Leonard McComb RA
June 20, 2019 § Leave a comment
Leonard McComb began as a sculptor and moved to painting, flecking his large watercolours from a sable brush with a trail of colour. There is even one made up of, I believe, 91 A1 sheets of paper, of the cliff outside the house of his mother in North Wales. Of remaining sculptures, there are not many. But the figure of Young Man Standing has a profound mystery to the work, a compacted energy about to burst. It is there in its the 7/8ths scale and proportion. His presence follows you round the room in which you encounter him .
I remember the evenings in his Brixton house and studio in the late nineteen seventies, when his then wife Barbara, equally mysterious, wafer-thin from not eating properly, often prepared a dinner overwhelmed by coriander, which she did not and could not taste. I think she was really his model, his muse, and there are many portraits of her or females exceedingly like her. Len was always immaculately dressed in a suit and white shirt, sometimes open at the neck, but more likely with a cravat loosely tied, or even a dark overcoat worn indoors, and supple and worn Oxford shoes. It seemed to me that it was the tradition of the Slade School to be so immaculately dressed, and I could only contrast it with the casualness of most of the artists I knew. I guess all that formality showed in the mannerism of their paintings, but in Len’s case it was never quite the eccentricity of a Stanley Spencer and his loaded pram. Len was somehow always more upright.

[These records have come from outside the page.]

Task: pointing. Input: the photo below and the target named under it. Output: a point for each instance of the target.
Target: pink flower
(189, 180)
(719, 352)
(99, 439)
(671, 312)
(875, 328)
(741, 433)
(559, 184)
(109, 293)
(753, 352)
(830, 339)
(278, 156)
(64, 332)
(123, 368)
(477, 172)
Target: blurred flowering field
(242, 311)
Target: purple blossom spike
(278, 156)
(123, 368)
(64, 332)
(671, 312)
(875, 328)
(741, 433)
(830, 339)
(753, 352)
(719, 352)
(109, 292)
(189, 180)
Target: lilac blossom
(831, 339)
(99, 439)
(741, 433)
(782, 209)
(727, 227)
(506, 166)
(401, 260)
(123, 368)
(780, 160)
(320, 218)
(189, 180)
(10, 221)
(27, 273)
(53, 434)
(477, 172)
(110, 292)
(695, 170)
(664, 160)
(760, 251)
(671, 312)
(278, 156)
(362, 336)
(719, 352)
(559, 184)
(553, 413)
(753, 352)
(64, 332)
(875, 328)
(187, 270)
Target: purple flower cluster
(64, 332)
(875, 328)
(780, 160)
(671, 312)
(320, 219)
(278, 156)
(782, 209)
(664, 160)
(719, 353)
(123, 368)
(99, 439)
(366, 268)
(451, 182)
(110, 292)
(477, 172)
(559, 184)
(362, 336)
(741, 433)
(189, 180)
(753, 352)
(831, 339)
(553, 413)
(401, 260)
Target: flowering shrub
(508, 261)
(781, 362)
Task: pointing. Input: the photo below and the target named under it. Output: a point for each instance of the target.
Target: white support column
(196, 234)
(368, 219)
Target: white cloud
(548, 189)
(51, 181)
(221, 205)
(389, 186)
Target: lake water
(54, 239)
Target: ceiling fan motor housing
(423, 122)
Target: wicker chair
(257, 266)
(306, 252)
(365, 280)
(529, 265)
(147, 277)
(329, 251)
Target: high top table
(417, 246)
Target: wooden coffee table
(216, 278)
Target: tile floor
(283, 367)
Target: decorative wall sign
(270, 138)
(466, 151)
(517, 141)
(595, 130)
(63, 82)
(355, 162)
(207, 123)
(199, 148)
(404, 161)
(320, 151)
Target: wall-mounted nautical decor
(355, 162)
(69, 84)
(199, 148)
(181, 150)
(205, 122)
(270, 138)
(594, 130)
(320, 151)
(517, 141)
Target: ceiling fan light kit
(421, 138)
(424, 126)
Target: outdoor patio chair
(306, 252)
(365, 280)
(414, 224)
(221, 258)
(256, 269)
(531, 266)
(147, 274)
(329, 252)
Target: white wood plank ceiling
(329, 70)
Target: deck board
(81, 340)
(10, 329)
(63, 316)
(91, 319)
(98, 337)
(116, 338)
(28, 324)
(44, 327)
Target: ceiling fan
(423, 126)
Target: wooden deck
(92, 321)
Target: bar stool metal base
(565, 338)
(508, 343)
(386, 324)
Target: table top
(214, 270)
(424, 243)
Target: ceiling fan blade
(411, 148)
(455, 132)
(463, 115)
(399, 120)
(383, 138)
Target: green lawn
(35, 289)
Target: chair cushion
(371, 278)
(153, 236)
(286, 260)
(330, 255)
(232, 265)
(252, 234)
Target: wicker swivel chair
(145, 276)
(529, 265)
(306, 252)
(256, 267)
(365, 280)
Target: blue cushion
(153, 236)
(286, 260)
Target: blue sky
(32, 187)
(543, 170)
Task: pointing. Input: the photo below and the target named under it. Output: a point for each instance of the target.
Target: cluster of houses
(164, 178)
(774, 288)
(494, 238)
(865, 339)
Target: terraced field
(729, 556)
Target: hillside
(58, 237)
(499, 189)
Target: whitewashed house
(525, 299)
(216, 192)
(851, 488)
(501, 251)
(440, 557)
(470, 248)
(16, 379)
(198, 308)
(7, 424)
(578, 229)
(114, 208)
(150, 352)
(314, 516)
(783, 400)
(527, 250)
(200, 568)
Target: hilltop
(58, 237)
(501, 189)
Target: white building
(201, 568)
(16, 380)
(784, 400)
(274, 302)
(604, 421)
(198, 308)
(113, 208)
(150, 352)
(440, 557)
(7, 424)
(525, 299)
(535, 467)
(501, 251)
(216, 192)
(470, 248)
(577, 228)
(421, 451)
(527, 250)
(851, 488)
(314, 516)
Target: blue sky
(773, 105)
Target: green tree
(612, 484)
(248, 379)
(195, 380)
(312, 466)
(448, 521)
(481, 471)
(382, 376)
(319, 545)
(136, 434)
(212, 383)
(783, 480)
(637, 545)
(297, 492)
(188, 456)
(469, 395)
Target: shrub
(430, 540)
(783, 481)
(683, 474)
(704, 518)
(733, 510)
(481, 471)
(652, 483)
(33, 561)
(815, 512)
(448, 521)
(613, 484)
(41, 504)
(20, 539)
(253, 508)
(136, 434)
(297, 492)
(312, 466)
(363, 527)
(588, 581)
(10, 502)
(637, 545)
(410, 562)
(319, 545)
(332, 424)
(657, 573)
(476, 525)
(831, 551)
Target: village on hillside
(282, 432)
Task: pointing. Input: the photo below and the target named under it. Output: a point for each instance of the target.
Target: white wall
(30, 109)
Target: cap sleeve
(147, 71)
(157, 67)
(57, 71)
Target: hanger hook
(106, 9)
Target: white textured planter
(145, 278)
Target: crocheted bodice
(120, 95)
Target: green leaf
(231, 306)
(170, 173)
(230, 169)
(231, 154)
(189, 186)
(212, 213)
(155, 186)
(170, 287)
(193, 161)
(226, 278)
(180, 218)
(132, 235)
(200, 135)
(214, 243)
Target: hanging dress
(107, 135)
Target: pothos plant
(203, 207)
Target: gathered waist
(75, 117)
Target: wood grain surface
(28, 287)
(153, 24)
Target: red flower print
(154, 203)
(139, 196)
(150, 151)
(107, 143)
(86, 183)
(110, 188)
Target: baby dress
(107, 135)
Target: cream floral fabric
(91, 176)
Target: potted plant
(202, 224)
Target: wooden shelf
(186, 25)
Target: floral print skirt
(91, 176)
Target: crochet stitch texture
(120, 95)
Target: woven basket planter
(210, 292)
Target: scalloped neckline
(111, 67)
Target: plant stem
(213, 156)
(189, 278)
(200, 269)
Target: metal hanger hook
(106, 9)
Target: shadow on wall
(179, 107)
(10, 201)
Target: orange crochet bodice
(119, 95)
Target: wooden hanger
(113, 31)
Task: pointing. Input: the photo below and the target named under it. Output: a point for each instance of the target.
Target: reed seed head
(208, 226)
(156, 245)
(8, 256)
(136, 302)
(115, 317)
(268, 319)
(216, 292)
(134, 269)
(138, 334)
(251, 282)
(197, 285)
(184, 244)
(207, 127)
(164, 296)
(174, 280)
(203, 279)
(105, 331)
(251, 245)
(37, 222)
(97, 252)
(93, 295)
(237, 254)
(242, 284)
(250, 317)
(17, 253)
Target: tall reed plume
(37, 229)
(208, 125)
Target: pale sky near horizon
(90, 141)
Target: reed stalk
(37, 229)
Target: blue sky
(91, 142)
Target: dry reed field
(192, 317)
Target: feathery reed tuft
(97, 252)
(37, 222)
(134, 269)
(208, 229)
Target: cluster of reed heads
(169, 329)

He had destroyed much of his early work on a fire in the back-garden of his Brixton house. A man of firm and even entrenched prejudice, of the obduracy of a Balthus. It is said that he tried to persuade Peter Blake not to include so-called Conceptual Art in a Royal Academy Summer Exhibition, saying that there were enough artists genuinely responding to Nature for it to be unnecessary for a glass of water to represent an oak tree.